Michele Ferrari weist in den jüngsten Anschuldigungen jegliche Schuld von sich (Archivbild 2004)
Michele Ferrari weist in den jüngsten Anschuldigungen jegliche Schuld von sich (Archivbild 2004) © KEYSTONE/EPA/GIORGIO BENVENUTI
Der italienische Doping-Arzt Michele Ferrari muss sich in Bozen vor Gericht verantworten, weil er den italienischen Biathleten Daniel Taschler beim Dopen unterstützt haben soll.

Michele Ferrari, zu dessen Kunde unter anderen der gefallene Rad-Star Lance Armstrong gehörte, machte sich offenbar auch im Biathlon breit. Ferrari muss sich in Bozen vor Gericht verantworten, weil er den italienischen Biathleten Daniel Taschler beim Dopen unterstützt haben soll.

Der 28-jährige Südtiroler Daniel Taschler und sein Vater Gottlieb Taschler, Vizepräsident des Biathlon-Weltverbandes IBU, wurden vom Gericht ebenso vorgeladen wie Ferrari selbst. Taschler senior soll dem Sohn vorgeschlagen haben, sich für das Dopen an Ferrari zu wenden. Er habe auch den Kontakt hergestellt. Ferrari und die Taschlers streiten alles ab.

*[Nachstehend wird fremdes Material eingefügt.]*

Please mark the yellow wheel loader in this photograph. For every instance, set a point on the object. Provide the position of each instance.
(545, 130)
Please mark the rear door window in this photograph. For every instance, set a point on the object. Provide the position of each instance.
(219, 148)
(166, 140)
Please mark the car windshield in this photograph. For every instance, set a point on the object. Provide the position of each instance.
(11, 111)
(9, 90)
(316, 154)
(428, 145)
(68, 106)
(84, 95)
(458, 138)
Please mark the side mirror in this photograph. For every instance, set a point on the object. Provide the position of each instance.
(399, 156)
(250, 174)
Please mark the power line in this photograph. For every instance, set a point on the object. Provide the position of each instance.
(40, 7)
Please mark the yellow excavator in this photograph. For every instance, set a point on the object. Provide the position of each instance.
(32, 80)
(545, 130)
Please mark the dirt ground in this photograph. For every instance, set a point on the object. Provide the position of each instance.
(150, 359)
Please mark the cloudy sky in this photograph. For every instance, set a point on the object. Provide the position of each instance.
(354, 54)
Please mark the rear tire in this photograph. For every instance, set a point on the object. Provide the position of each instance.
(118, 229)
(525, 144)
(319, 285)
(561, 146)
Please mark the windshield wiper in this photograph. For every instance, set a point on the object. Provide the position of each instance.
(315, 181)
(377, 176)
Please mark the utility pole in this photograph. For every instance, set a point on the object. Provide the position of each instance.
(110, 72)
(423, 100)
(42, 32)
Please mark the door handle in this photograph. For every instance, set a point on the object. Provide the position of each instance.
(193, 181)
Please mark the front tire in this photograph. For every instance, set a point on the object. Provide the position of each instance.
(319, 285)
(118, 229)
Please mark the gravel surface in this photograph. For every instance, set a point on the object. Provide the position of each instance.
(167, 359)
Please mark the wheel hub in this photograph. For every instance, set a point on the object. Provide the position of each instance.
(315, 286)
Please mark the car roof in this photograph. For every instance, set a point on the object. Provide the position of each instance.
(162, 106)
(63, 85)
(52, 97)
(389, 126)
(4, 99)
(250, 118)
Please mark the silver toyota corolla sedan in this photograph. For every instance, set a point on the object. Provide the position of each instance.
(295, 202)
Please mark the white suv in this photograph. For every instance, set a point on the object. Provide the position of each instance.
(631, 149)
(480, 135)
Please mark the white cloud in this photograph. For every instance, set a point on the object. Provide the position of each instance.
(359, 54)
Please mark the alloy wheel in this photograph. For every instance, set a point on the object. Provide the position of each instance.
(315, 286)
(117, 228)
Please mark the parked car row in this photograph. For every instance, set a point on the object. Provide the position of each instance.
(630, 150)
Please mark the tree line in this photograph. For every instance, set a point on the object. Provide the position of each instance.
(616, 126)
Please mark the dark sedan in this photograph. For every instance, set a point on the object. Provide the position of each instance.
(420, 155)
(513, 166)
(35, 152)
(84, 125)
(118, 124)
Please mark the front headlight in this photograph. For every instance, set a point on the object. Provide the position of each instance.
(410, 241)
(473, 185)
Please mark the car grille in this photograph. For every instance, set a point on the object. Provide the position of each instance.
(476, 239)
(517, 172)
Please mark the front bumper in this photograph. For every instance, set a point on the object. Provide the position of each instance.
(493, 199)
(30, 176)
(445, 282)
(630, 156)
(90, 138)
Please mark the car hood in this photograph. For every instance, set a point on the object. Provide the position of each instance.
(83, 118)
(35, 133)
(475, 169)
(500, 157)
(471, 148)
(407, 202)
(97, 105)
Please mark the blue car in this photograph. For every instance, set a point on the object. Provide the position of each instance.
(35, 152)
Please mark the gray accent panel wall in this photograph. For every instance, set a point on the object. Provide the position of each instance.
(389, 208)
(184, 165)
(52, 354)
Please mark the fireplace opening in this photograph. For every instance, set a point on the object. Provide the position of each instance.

Michele Ferrari wurde 2002 vom italienischen Radsportverband gesperrt. In nächster Zeit soll die Sperre nach Ferraris Ansinnen aufgehoben werden. Er hatte bei einem Regionalgericht dagegen appelliert.

In früheren Jahren war auch Tony Rominger ein notorischer Kunde Ferraris. Der Schweizer hatte Doping jedoch immer bestritten. Er gab an, er habe sich von Ferrari lediglich Trainingspläne ausarbeiten lassen.